When we look at organizations today, there tends to be a number of software and hardware suppliers that are categorized in spend data as “IT,” but fulfill a more functional or business need. When looking at spend and suppliers considered as IT, be sure to think through your organization’s end users and how the program or solution is being used by different groups. Marketing, HR, supply chain/logistics, and finance are all key functional areas that likely use some form of software to support their processes and should have a principal role in selection, whereas supplier selection for hosting or PCs and related consumables may be made more centrally within the IT area.

How do I get IT and functional departments to work together and come to a consensus?

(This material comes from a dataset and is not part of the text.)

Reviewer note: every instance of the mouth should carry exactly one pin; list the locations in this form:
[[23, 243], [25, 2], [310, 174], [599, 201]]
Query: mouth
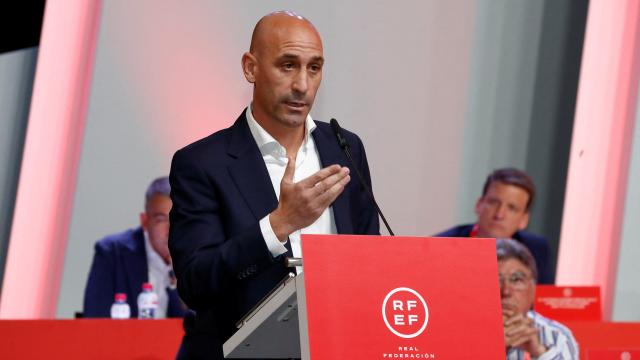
[[295, 105]]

When working with multiple stakeholder groups, no matter the departments involved, it is important to establish roles and responsibilities from the onset of the initiative. A key to working with these two groups is to consider what is most important to each group. Likely the functionality, ease of use, and flexibility of the solution will be top of mind for the functional department, whereas IT may be more focused on integration and hosting requirements, continuity with the company’s overall technology strategy, and licensing/purchasing models. Beyond IT and the functional area, discuss what other stakeholders may be affected or if other IT systems (and those who administer them) would be impacted downstream in the process. Focus the two (or more) groups on the goals for sourcing and what criteria is going to drive supplier selection – this will help to ensure that any critical issues or “deal-breakers” are identified and don’t come up later in the process. Each group will likely have their own set of requirements and criteria that need to be aligned and prioritized to ensure they are not in direct contrast with each other. Ask each group to look at their requirements and define the priority of each (e.g. rank as nice-to, prefer-to, or must-have) to ensure the core solution encompasses all must-have requirements.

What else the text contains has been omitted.